Çocuğun kişiliğinin şekillenmesinde ilk ve en önemli etken ailedir. Eğer aile çocuğuna güzel ahlak aşılayamazsa, topluma faydalı olacak bir eğitim veremezse bu kez çocuk dış etkilere tamamen açık, korumasız kalacaktır. Ailede gerekli ahlaki eğitimi almayan çocuk sokakta edindiği sosyal ilişkiler ağı içerisinde kişiliğini şekillendirecektir.

Bugün sokakların ne halde olduğu herkesçe malumdur. Denetimsiz internet kafeler, okul çevrelerinde uyuşturucu çeteleri, sokok ve cadde boylarında açılmış birahaneler, herkesin oynamasının serbest olduğu toto lotolar, at yarışları vesaire kumar oyunları, müstehcen reklamlar, güvenliksiz ve denetimsiz parklar…. Bu örnekler çoğaltılabilir. Saydığımız bu etkenlerin tamamı temiz dimağları kirleten ve sadece çocuğu değil tüm toplumu suç işlemeye sevk eden etkenlerdir.

Burada bireylerin kendini koruması için muhakkak yapması gerekenler vardır. Biz bundan ziyade devlet dediğimiz yapının yapması gerekenlere dikkat çekmek istiyoruz.

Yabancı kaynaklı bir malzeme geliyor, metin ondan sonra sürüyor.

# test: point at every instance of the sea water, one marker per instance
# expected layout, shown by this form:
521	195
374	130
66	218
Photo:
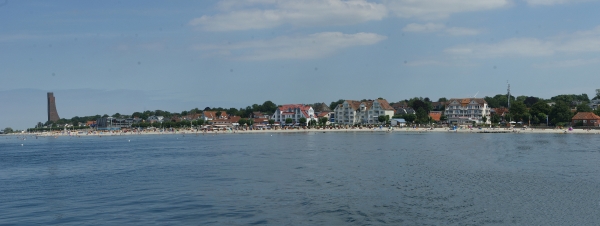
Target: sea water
333	178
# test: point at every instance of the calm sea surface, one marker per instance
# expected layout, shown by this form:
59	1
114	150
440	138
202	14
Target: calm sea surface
302	179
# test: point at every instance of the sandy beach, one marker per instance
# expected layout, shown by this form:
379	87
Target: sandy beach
314	130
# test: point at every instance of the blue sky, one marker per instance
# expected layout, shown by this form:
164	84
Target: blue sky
103	57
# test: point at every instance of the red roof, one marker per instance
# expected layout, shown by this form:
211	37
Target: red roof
323	114
501	111
586	116
436	116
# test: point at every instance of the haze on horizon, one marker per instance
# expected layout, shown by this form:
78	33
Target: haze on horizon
126	56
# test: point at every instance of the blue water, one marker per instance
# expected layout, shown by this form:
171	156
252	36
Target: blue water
302	179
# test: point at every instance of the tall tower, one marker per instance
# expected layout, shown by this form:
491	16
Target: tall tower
508	93
52	114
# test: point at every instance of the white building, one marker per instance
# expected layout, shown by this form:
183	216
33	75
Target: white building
467	110
352	112
295	112
155	118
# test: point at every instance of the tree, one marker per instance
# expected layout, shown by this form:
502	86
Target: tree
323	120
542	117
410	117
495	119
560	113
492	103
334	104
269	107
530	101
381	118
584	108
540	107
419	104
302	121
421	116
443	118
518	110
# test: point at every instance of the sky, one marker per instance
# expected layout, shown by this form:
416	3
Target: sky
106	57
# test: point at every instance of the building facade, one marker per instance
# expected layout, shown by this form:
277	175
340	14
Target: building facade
295	112
585	119
52	113
352	112
467	110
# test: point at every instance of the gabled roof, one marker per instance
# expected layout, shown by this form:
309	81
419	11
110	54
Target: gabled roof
435	115
384	104
323	114
321	107
287	107
500	111
466	101
586	116
400	104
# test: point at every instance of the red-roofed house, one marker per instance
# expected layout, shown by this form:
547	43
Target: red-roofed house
212	115
586	118
295	112
467	110
435	115
352	112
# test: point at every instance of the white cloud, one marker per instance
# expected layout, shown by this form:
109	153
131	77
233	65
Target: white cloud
273	13
461	31
419	63
298	47
569	63
579	42
440	9
428	27
432	27
553	2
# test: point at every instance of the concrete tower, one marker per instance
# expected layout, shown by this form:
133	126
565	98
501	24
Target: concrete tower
52	114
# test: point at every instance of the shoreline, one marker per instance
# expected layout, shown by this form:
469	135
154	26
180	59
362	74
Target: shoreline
376	130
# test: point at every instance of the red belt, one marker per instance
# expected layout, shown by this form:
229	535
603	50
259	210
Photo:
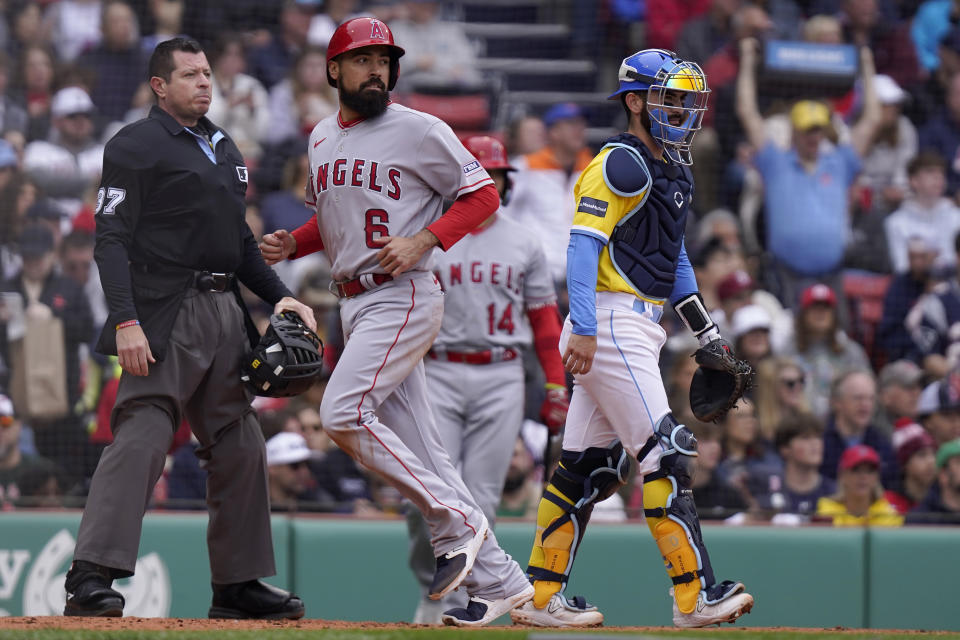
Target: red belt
350	288
474	357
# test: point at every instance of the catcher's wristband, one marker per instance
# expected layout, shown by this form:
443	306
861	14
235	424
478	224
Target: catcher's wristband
694	315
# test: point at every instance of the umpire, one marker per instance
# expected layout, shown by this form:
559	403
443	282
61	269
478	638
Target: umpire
172	244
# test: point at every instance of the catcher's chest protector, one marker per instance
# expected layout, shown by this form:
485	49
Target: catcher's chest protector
646	244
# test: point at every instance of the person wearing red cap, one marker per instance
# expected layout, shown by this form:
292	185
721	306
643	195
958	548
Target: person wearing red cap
823	348
853	403
916	455
859	500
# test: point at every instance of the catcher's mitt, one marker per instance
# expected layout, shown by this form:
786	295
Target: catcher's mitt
720	380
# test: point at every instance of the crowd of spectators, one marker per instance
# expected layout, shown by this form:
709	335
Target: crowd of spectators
802	194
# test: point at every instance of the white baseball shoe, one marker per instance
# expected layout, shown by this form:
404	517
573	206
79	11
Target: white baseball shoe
453	566
559	612
480	612
735	603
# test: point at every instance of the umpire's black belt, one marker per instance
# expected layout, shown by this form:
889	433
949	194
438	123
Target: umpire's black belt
209	281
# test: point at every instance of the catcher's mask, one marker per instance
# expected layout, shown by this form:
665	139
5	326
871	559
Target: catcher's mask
287	360
670	85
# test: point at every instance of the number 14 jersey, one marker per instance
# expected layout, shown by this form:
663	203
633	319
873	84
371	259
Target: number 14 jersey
490	279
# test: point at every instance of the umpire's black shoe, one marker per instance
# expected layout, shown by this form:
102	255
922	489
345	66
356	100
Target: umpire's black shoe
89	592
254	599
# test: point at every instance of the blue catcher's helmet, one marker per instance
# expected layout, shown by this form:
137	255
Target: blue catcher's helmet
674	88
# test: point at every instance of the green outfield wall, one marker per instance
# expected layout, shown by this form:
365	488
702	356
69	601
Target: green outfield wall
352	569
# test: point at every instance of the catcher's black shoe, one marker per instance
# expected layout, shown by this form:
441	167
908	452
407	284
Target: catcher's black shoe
453	566
254	599
89	592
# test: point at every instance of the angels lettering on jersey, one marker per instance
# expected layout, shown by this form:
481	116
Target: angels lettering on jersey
455	274
358	172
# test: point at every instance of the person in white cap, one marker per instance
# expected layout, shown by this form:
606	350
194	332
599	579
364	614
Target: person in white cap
68	163
287	456
893	144
751	333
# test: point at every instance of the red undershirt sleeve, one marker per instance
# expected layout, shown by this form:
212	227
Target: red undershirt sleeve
308	238
467	212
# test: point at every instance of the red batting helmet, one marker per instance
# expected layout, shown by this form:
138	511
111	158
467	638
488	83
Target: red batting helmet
364	32
489	151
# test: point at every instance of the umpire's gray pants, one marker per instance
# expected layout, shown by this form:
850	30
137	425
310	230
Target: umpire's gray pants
199	379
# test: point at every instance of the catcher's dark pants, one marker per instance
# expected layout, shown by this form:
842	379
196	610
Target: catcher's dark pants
199	380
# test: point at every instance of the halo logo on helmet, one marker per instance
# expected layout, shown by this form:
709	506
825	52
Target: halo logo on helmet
672	87
364	32
492	155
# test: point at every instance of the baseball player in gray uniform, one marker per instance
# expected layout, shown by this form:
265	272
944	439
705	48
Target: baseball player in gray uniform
379	173
499	297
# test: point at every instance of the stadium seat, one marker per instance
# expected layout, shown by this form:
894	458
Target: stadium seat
864	293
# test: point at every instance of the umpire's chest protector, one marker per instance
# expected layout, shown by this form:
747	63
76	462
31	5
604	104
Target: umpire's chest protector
645	245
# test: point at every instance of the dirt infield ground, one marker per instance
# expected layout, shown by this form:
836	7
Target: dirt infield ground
197	624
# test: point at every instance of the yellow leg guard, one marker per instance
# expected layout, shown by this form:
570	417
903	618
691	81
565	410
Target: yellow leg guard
679	556
553	553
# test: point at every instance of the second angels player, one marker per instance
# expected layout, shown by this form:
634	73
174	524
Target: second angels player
499	297
379	173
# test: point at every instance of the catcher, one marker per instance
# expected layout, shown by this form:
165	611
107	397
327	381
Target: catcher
626	258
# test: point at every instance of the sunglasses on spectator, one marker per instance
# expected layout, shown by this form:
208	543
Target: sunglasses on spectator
793	383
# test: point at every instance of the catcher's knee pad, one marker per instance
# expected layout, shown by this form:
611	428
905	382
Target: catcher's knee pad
581	480
672	515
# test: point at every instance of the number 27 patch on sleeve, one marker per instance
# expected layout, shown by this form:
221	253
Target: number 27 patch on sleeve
108	198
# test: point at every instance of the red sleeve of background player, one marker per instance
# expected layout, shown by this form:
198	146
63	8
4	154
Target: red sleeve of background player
465	214
308	238
545	322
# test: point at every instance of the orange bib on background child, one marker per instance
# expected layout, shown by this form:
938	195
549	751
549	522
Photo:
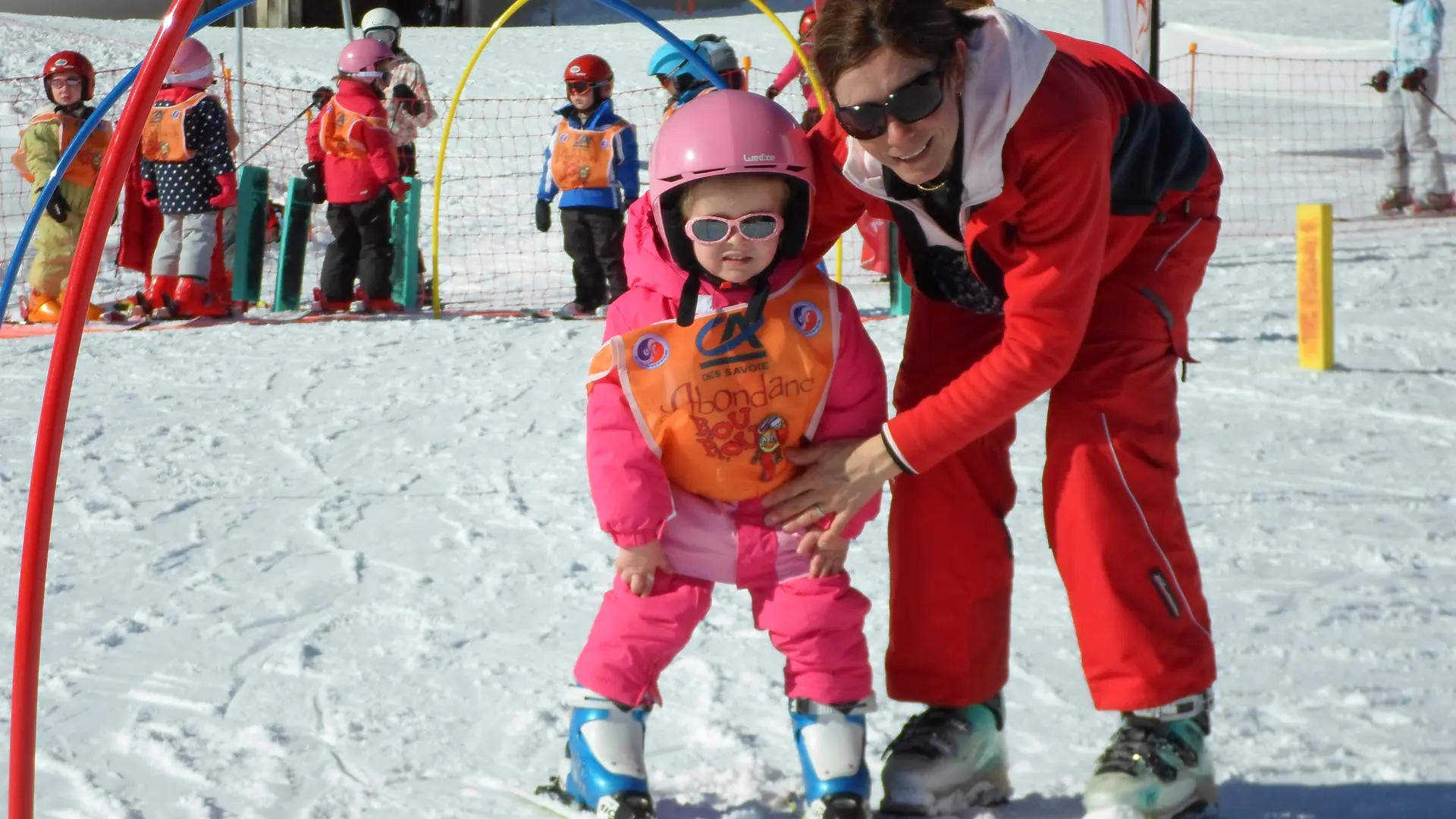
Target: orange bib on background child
88	161
720	401
582	158
337	130
164	137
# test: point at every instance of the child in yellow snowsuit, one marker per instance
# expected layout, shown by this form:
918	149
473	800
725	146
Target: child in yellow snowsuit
69	83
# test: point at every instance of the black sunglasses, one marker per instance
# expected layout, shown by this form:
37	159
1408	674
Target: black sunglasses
910	102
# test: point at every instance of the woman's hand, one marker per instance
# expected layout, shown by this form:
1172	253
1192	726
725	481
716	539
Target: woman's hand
826	553
638	566
839	479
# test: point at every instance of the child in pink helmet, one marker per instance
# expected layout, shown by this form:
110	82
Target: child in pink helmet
728	349
187	171
354	165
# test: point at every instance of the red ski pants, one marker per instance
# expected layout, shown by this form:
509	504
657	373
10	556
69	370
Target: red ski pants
1110	493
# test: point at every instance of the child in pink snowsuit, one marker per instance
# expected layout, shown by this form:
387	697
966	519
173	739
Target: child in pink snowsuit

SUÇA GİDEN YOLLARI KAPATIN

Islah edilmiş temiz bir toplum oluşmasını istiyorsanız bir kere insanları suça teşvik eden unsurları ortadan kaldırmalısınız. Bunu yapmadığınız takdirde ne kadar eğitim verirseniz verin boştur. Aksi durumda çocuklar suça itilecektir. Devlet, çocuğun korunması ve çocuğu suça iten etmenlerin ortadan kaldırılması için ciddi önlemler almalı, yasal düzenlemeler çıkarmalıdır.

BU BİR VEBALDİR

Çocuklar bir toplumun geleceğidir. Sağlıklı bir gelecek oluşmasını istiyorsak sağlıklı bir nesil yetiştirmeliyiz. Eğer çocukların korunması için gayret göstermiyorsak bu bir vebaldir ve özelliklek bu vebal devlet yetkilerine aittir.

CEZAEVLERİ ISLAH ETMİYOR

Buradan suç işleyip cezaevine girmiş cocuklara da değinmeden geçmemek lazım. Hasbel kader işlediği bir suçtan dolayı cezaevine girmiş çocukların durumu da içler acısıdır. Sözde ıslah için cevaevine giren çocukların büyük bir kısmı cezaevinde adeta suç işleme yol ve yöntemlerini öğrenmekte ve suç işleme konusunda ustalaşmaktadırlar. Devlet maalesef çocukları cezaevinde ıslah edememektedir. Bu da yetmezmiş gibi her yerde olduğu gibi çocuk koğuşlarında da güçlü olanlar zayıf olanları ezmektedir. Bu durum cinsel istismara kadar varmaktadır. Cezaevi denetim yeri olmasına rağmen bu tür çirkin olaylar denetlenememektedir. Devlet yetkilileri bu konuda da ciddi tedbirler almalıdır. Bunu yaparken de “Acaba cezaevinde benim çocuğum olsaydı ne olurdu” şeklinde bir empati yapmalıdırlar. Aski takdirde bütün düzenlemeler boşa çıkacaktır.